LW6 (3-[2-(4-adamantan-1-yl-phenoxy)-acetylamino]-4-hydroxy-benzoic acid methyl ester) is a potent inhibitor of drug efflux by the breast cancer resistance protein (BCRP). However, its poor aqueous solubility leads to low bioavailability, which currently limits in vivo applications. Therefore, the present study aimed to develop ternary solid dispersion (SD) formulations in order to enhance the aqueous solubility and dissolution rate of LW6. Various SDs of LW6 were prepared using a solvent evaporation method with different drug/excipient ratios. The solubility and dissolution profiles of LW6 in different SDs were examined, and F8-SD which is composed of LW6, poloxamer 407, and povidone K30 at a weight ratio of 1:5:8 was selected as the optimal SD. The structural characteristics of F8-SD were also examined using Fourier transform infrared spectroscopy (FTIR), differential scanning calorimetry (DSC), X-ray powder diffraction (XRPD), and scanning electron microscopy (SEM).

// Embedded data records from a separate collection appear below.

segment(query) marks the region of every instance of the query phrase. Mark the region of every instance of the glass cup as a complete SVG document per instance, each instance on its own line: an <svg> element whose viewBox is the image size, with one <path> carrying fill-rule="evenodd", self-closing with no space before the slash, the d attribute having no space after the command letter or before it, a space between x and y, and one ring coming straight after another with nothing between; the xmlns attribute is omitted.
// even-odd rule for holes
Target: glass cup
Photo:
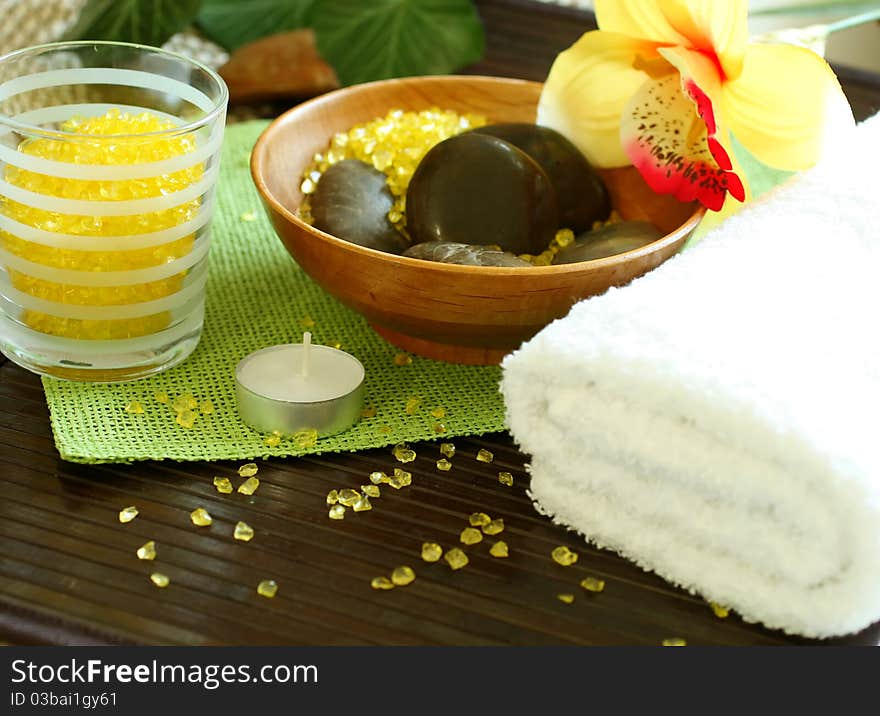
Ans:
<svg viewBox="0 0 880 716"><path fill-rule="evenodd" d="M196 347L228 92L115 42L0 57L0 350L43 375L134 380Z"/></svg>

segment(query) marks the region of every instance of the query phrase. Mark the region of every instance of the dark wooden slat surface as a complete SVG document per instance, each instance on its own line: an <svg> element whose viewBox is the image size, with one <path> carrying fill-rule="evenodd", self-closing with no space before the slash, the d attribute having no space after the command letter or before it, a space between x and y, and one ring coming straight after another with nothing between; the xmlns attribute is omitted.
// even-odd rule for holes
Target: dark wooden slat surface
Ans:
<svg viewBox="0 0 880 716"><path fill-rule="evenodd" d="M469 71L541 79L556 52L589 26L573 10L514 0L479 4L488 32L486 59ZM846 89L865 116L880 105L874 76L849 77ZM237 484L237 463L150 462L83 466L54 449L39 379L0 356L0 640L11 643L150 644L691 644L808 643L737 616L713 616L700 599L642 572L540 517L525 494L526 458L504 434L454 440L449 473L438 472L436 444L418 444L408 466L413 485L383 488L374 509L327 518L328 490L358 488L375 469L395 466L387 450L272 460L261 464L252 497L219 495L214 475ZM476 451L495 453L492 465ZM497 482L499 470L513 488ZM140 515L121 525L117 512ZM214 516L195 528L189 512ZM465 547L471 564L452 572L419 559L423 541L457 543L467 516L503 517L510 557L496 560L496 538ZM231 537L244 520L252 542ZM155 563L134 552L157 542ZM573 567L551 562L559 544L581 554ZM400 564L416 581L375 592L372 577ZM156 589L147 576L165 572ZM577 586L586 575L605 592ZM259 597L274 578L275 599ZM556 599L576 594L572 605ZM876 644L880 625L834 643Z"/></svg>

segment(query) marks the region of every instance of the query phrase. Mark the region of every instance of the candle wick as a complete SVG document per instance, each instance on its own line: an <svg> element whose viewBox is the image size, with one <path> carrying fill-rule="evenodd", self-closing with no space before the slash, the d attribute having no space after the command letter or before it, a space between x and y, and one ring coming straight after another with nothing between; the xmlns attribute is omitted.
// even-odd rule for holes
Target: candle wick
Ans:
<svg viewBox="0 0 880 716"><path fill-rule="evenodd" d="M308 375L309 374L309 358L312 353L312 334L309 331L303 333L303 354L302 354L302 364L300 365L300 375Z"/></svg>

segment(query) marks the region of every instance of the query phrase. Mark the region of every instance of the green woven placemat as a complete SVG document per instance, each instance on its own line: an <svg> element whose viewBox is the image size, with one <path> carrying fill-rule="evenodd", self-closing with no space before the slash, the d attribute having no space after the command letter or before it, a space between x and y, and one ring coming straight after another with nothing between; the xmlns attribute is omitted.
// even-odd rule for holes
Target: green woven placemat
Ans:
<svg viewBox="0 0 880 716"><path fill-rule="evenodd" d="M212 224L207 316L193 355L167 373L134 383L43 379L55 444L65 460L243 460L383 447L440 437L434 429L438 420L431 415L438 406L446 409L442 437L503 429L498 368L415 356L411 365L395 365L400 351L293 262L262 211L248 169L250 150L265 126L264 121L246 122L226 130ZM314 448L298 449L291 440L267 447L264 436L238 417L233 371L248 353L298 341L305 328L314 341L338 341L360 359L367 371L365 404L376 407L376 416L320 439ZM200 415L191 430L179 427L171 408L153 397L157 391L172 398L191 393L210 399L214 412ZM421 405L408 415L406 404L413 397ZM143 404L143 414L125 412L132 400Z"/></svg>

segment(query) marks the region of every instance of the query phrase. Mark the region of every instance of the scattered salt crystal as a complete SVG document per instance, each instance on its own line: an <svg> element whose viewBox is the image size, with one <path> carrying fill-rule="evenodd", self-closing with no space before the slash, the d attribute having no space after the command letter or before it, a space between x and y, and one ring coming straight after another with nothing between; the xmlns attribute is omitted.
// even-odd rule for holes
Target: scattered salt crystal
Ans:
<svg viewBox="0 0 880 716"><path fill-rule="evenodd" d="M131 507L123 507L119 510L119 521L122 524L126 522L131 522L135 517L138 516L138 508L132 505Z"/></svg>
<svg viewBox="0 0 880 716"><path fill-rule="evenodd" d="M196 507L189 513L189 518L196 527L207 527L214 521L204 507Z"/></svg>
<svg viewBox="0 0 880 716"><path fill-rule="evenodd" d="M139 547L137 551L137 558L150 561L156 559L156 543L153 540L150 540L142 547Z"/></svg>

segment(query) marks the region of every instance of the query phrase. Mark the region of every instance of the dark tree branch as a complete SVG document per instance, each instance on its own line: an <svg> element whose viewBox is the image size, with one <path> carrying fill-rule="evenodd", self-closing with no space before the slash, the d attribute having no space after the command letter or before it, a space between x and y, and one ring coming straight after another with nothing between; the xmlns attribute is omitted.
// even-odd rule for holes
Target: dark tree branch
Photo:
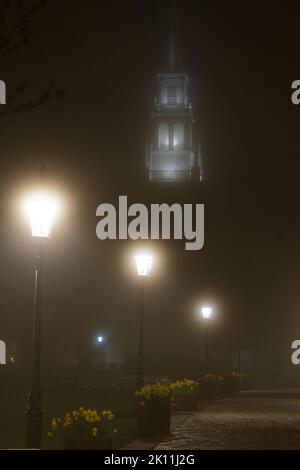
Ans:
<svg viewBox="0 0 300 470"><path fill-rule="evenodd" d="M32 20L47 4L48 0L0 0L0 62L11 52L26 46L32 33ZM57 90L52 83L40 96L31 99L18 100L26 92L26 82L19 85L8 97L5 108L0 109L0 119L6 116L16 116L23 111L30 111L49 101L60 99L68 87Z"/></svg>
<svg viewBox="0 0 300 470"><path fill-rule="evenodd" d="M3 59L11 51L28 44L32 32L31 21L37 12L46 5L47 0L34 0L33 4L27 8L23 6L23 1L17 3L16 0L2 0L0 2L0 21L3 29L0 34L0 59Z"/></svg>
<svg viewBox="0 0 300 470"><path fill-rule="evenodd" d="M35 99L28 99L22 101L19 105L12 107L11 109L6 109L0 112L0 119L8 116L17 116L21 112L28 112L32 109L43 106L50 101L60 100L69 87L66 86L63 89L55 90L54 85L50 85L47 91ZM16 93L18 93L16 91Z"/></svg>

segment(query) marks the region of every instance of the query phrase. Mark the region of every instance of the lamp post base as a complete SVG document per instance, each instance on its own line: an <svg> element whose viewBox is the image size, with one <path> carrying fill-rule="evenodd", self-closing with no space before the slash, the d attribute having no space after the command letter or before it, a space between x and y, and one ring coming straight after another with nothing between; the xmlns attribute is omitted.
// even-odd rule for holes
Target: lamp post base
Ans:
<svg viewBox="0 0 300 470"><path fill-rule="evenodd" d="M26 422L26 449L40 449L42 442L42 396L40 392L28 394L28 408L25 411Z"/></svg>
<svg viewBox="0 0 300 470"><path fill-rule="evenodd" d="M143 388L143 386L145 385L144 371L142 369L138 369L137 372L136 372L135 385L136 385L137 390L139 390L140 388Z"/></svg>

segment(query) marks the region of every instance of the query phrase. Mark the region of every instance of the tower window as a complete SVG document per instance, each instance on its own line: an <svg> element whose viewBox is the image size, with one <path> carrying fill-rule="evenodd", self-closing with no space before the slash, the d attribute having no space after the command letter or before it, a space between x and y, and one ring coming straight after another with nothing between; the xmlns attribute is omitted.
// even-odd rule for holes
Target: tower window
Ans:
<svg viewBox="0 0 300 470"><path fill-rule="evenodd" d="M174 126L174 150L184 150L184 127L182 122L176 122Z"/></svg>
<svg viewBox="0 0 300 470"><path fill-rule="evenodd" d="M170 83L167 88L167 103L169 106L176 106L177 104L177 86Z"/></svg>
<svg viewBox="0 0 300 470"><path fill-rule="evenodd" d="M158 128L159 150L169 150L169 126L162 122Z"/></svg>

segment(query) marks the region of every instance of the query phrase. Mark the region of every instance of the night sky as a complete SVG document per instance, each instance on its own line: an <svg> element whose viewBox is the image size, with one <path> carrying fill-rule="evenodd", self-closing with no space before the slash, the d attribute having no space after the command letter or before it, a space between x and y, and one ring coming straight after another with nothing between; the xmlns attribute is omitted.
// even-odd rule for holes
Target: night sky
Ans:
<svg viewBox="0 0 300 470"><path fill-rule="evenodd" d="M1 60L9 93L52 82L61 100L0 115L0 332L31 344L34 247L19 209L41 164L63 208L46 254L44 354L55 362L98 331L137 345L132 241L96 238L96 207L205 203L205 247L157 251L146 292L146 355L166 370L201 350L195 305L212 302L213 348L271 350L289 361L300 334L299 11L292 2L178 2L182 70L191 79L204 182L149 184L145 137L156 73L166 70L168 2L51 0L30 43ZM298 7L299 10L299 7ZM2 109L0 110L2 111ZM84 338L84 339L83 339ZM151 356L151 357L150 357Z"/></svg>

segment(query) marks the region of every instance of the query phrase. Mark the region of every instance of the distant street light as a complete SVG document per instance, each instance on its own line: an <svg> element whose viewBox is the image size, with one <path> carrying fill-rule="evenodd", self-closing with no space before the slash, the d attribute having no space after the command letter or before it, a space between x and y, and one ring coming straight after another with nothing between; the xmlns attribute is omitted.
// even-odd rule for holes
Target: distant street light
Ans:
<svg viewBox="0 0 300 470"><path fill-rule="evenodd" d="M137 275L141 278L139 362L136 374L136 387L139 389L144 386L144 280L150 276L152 256L138 255L134 259Z"/></svg>
<svg viewBox="0 0 300 470"><path fill-rule="evenodd" d="M212 308L208 307L207 305L201 307L201 314L202 314L202 318L209 319L212 314Z"/></svg>
<svg viewBox="0 0 300 470"><path fill-rule="evenodd" d="M97 343L98 344L103 343L103 336L97 336Z"/></svg>
<svg viewBox="0 0 300 470"><path fill-rule="evenodd" d="M41 320L42 320L42 270L43 248L50 238L53 217L56 212L55 201L48 195L37 194L26 204L31 234L36 243L35 285L33 309L33 370L31 390L28 394L26 410L26 448L40 449L42 437L42 392L41 392Z"/></svg>
<svg viewBox="0 0 300 470"><path fill-rule="evenodd" d="M203 320L205 321L205 340L204 340L204 347L205 347L205 372L207 373L209 371L209 349L208 349L208 344L209 344L209 338L208 338L208 320L211 318L211 315L213 313L212 307L209 305L203 305L201 307L201 315Z"/></svg>

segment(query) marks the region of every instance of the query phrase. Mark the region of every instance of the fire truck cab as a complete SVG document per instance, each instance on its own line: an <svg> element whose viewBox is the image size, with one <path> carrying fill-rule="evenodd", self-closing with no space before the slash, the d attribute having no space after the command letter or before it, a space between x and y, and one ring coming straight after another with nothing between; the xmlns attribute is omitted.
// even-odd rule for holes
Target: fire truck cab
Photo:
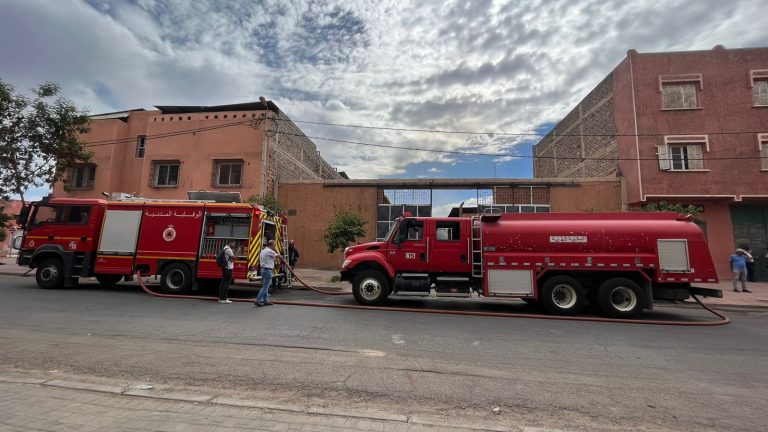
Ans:
<svg viewBox="0 0 768 432"><path fill-rule="evenodd" d="M260 278L267 240L287 251L285 219L253 204L53 198L27 206L20 220L26 229L17 262L36 269L42 288L84 277L114 284L139 272L159 275L163 292L183 294L218 283L216 255L230 241L235 279Z"/></svg>

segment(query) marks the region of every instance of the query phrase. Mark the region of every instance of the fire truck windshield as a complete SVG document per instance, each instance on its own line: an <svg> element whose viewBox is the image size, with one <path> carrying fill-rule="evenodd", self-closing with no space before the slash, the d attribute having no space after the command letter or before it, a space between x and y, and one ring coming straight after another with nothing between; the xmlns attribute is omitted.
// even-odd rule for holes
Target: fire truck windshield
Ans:
<svg viewBox="0 0 768 432"><path fill-rule="evenodd" d="M49 206L39 205L32 216L30 226L46 223L87 224L91 208L89 206Z"/></svg>
<svg viewBox="0 0 768 432"><path fill-rule="evenodd" d="M394 233L395 229L397 229L397 224L399 222L400 218L397 218L392 222L392 225L389 226L389 231L387 231L387 235L384 236L384 241L390 241L392 239L392 233Z"/></svg>

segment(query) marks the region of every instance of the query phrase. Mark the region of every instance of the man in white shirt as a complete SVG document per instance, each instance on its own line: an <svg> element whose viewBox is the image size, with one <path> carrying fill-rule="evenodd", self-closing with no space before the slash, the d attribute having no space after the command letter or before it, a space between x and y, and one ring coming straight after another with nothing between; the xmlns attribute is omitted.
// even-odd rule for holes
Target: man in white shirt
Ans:
<svg viewBox="0 0 768 432"><path fill-rule="evenodd" d="M261 290L256 296L254 305L256 306L272 306L269 302L269 285L272 283L272 272L275 270L275 260L285 264L283 257L275 252L275 241L270 240L264 249L259 254L259 266L261 267Z"/></svg>
<svg viewBox="0 0 768 432"><path fill-rule="evenodd" d="M219 285L219 303L232 303L227 298L229 292L229 284L232 283L232 271L235 269L235 253L232 252L232 248L235 246L235 241L230 240L224 246L222 253L227 261L227 265L221 268L221 284Z"/></svg>

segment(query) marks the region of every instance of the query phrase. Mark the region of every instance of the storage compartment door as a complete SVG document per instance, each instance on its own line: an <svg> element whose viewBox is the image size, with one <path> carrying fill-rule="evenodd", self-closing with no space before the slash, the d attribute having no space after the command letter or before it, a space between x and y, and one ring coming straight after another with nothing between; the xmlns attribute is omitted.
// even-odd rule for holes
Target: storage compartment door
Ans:
<svg viewBox="0 0 768 432"><path fill-rule="evenodd" d="M97 274L133 272L141 210L107 210L96 256Z"/></svg>
<svg viewBox="0 0 768 432"><path fill-rule="evenodd" d="M688 260L688 241L665 239L658 240L659 268L666 272L690 272Z"/></svg>
<svg viewBox="0 0 768 432"><path fill-rule="evenodd" d="M488 292L491 295L533 295L531 270L488 270Z"/></svg>
<svg viewBox="0 0 768 432"><path fill-rule="evenodd" d="M107 210L99 240L99 255L133 255L141 210Z"/></svg>

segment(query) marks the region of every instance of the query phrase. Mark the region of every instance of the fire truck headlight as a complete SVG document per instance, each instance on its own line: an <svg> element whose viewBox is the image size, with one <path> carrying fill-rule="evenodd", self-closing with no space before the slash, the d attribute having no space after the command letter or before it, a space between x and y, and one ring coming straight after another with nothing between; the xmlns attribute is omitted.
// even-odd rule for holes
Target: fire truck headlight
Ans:
<svg viewBox="0 0 768 432"><path fill-rule="evenodd" d="M345 259L344 262L341 263L341 268L346 268L351 262L352 260Z"/></svg>
<svg viewBox="0 0 768 432"><path fill-rule="evenodd" d="M349 246L344 248L344 256L347 256L347 252L349 252Z"/></svg>

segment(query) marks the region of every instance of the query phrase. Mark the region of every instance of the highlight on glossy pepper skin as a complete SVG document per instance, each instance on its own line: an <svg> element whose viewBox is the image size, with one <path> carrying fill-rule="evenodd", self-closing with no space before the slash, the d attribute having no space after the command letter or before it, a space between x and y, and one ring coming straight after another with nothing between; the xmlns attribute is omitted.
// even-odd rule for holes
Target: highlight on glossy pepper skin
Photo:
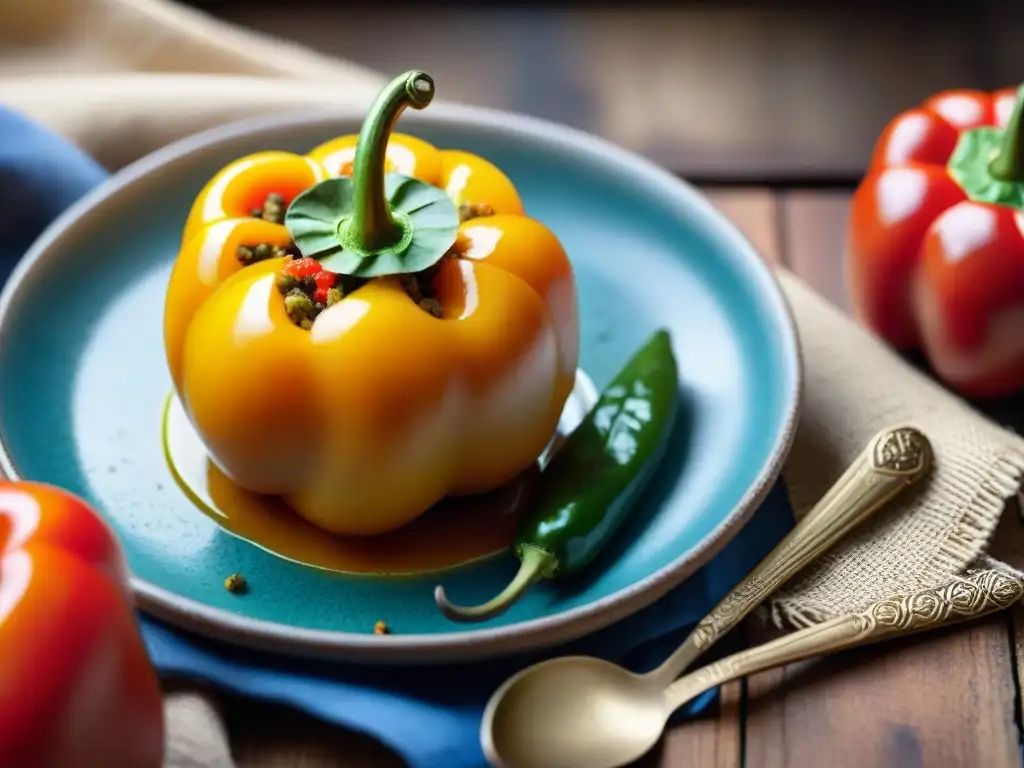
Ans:
<svg viewBox="0 0 1024 768"><path fill-rule="evenodd" d="M1005 129L986 157L991 178L1017 187L1014 206L964 200L936 217L921 248L914 311L936 373L962 394L998 397L1024 386L1024 135L1001 93L985 119ZM1009 109L1007 110L1007 105Z"/></svg>
<svg viewBox="0 0 1024 768"><path fill-rule="evenodd" d="M970 397L1024 385L1024 213L963 202L929 230L915 283L922 346Z"/></svg>
<svg viewBox="0 0 1024 768"><path fill-rule="evenodd" d="M922 348L944 380L971 395L1024 385L1024 372L1011 372L1019 366L1008 360L1019 352L1002 328L1013 322L1006 315L1011 305L1024 301L1024 293L1008 289L1018 281L1015 206L972 199L978 182L965 182L961 167L971 132L994 126L1005 145L1013 143L1016 99L1015 89L949 91L897 116L875 147L850 212L854 313L893 346ZM1011 153L996 154L1005 161Z"/></svg>
<svg viewBox="0 0 1024 768"><path fill-rule="evenodd" d="M522 278L451 260L438 283L452 320L381 278L304 331L275 295L275 266L237 273L203 304L176 377L239 485L283 495L329 530L376 533L449 492L493 488L543 450L572 389L575 340L559 345Z"/></svg>
<svg viewBox="0 0 1024 768"><path fill-rule="evenodd" d="M897 349L919 342L913 280L936 216L965 200L944 167L883 167L865 178L850 209L847 281L857 318Z"/></svg>
<svg viewBox="0 0 1024 768"><path fill-rule="evenodd" d="M327 142L310 158L343 175L359 167L357 141ZM489 490L535 461L579 352L571 264L555 235L523 215L508 176L401 134L386 146L383 170L441 187L455 205L487 206L486 216L467 211L458 257L439 264L443 319L386 276L304 330L274 286L282 259L233 262L238 242L268 236L234 217L199 220L165 310L176 391L213 460L240 486L281 495L343 534L393 530L445 495Z"/></svg>
<svg viewBox="0 0 1024 768"><path fill-rule="evenodd" d="M0 483L0 765L159 768L163 700L116 540L81 499Z"/></svg>
<svg viewBox="0 0 1024 768"><path fill-rule="evenodd" d="M240 247L285 247L291 235L283 224L252 217L220 219L198 229L178 253L164 309L164 349L176 387L181 386L181 350L192 317L220 285L243 269ZM280 259L275 261L280 263Z"/></svg>
<svg viewBox="0 0 1024 768"><path fill-rule="evenodd" d="M966 199L946 164L961 131L1006 119L1007 94L946 91L897 115L872 151L851 202L847 281L857 318L897 349L920 333L913 277L925 233L942 211ZM1005 123L998 123L1005 125Z"/></svg>
<svg viewBox="0 0 1024 768"><path fill-rule="evenodd" d="M249 217L270 194L284 203L327 178L326 169L310 157L291 152L257 152L218 171L199 192L189 210L182 245L205 226L223 219Z"/></svg>

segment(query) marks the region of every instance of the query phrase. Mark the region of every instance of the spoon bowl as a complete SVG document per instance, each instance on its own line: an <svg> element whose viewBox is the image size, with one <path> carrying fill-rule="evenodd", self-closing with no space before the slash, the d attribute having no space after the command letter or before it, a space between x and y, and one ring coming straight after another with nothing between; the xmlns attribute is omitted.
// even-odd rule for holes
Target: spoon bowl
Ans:
<svg viewBox="0 0 1024 768"><path fill-rule="evenodd" d="M602 659L542 662L491 698L481 729L484 754L499 768L623 765L661 737L671 712L663 694L651 677Z"/></svg>

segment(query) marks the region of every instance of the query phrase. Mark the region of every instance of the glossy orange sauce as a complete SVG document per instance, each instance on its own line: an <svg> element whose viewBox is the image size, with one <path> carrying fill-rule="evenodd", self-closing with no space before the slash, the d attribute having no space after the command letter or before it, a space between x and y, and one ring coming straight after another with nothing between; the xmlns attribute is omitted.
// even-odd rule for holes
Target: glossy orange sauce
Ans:
<svg viewBox="0 0 1024 768"><path fill-rule="evenodd" d="M535 465L490 493L445 499L391 533L341 537L306 522L279 497L250 493L229 480L173 396L164 408L162 431L171 474L225 530L288 560L344 573L428 573L501 552L511 544L540 474Z"/></svg>

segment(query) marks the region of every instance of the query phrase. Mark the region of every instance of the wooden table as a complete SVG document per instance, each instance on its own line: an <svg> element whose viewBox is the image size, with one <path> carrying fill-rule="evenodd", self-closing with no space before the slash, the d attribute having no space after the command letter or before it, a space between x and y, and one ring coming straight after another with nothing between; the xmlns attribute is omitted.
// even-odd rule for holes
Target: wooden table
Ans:
<svg viewBox="0 0 1024 768"><path fill-rule="evenodd" d="M709 188L766 259L846 308L840 271L850 190ZM993 554L1024 566L1024 524L1004 516ZM748 622L716 655L764 639ZM646 768L1009 768L1021 757L1024 609L725 686L715 712L671 729ZM391 768L363 736L283 708L232 701L240 768ZM396 727L400 727L396 724Z"/></svg>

In the acidic to neutral pH range, F8-SD achieved rapid dissolution with a drug release of 76–81% within 20 min, while the dissolution of pure LW6 was negligible. The XRPD patterns indicated that F8-SD probably enhanced the solubility and dissolution of LW6 by changing the drug crystallinity to an amorphous state, in addition to the solubilizing effect of the hydrophilic carriers. Furthermore, F8-SD significantly improved the oral bioavailability of topotecan, which is a BCRP substrate, in rats. The systemic exposure of topotecan was enhanced approximately 10-fold by the concurrent use of F8-SD. In conclusion, the ternary SD formulation of LW6 with povidone K30 and poloxamer 407 appeared to be effective at improving the dissolution and in vivo effects of LW6 as a BCRP inhibitor.